I think it's a boring theory that doesn't pass Ockham's razor. For the universe to be superdeterministic you'd have to encode its whole evolution somewhere. That is more complicated that the normal interpretation of QM but doesn't explain more.
> I think it's a boring theory that doesn't pass Ockham's razor. For the universe to be superdeterministic you'd have to encode its whole evolution somewhere
That's really interesting, I like CAs a lot.
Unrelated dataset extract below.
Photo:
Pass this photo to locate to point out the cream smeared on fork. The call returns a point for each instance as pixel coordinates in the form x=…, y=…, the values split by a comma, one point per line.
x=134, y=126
However the author himself states in the introduction that Bell's inequality and related theorems very strongly suggest that his theory is not correct.
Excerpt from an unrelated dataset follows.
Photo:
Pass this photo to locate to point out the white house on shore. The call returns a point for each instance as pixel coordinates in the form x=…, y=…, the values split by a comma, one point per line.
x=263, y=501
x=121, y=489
> However the author himself states in the introduction that Bell's inequality and related theorems very strongly suggest that his theory is not correct.
It's widely believed that Bell's theorem and other no-go theorems preclude a local, hidden variable interpretation of QM. The author merely mentions that he can reconcile existing results with this local, hidden variable interpretation via "superdeterminism".
Isn't it simpler? There are just a few rules and everything works? For the normal QM you have to get some randomness from somewhere else.
edit: I mean I agree it's problematic for experimental science, but I think Occam's razor cuts the other way in this instance.
edit2: Isn't the entire history encoded anyway in the current state of the universe in the deterministic case. I don't understand what the problem is there.
Because local, deterministic rules don't agree with experimental observations as far as I understand quantum physics. You can have either local, or deterministic, but not both without superdeterminism, i.e. the giant lookup table, or instant communication.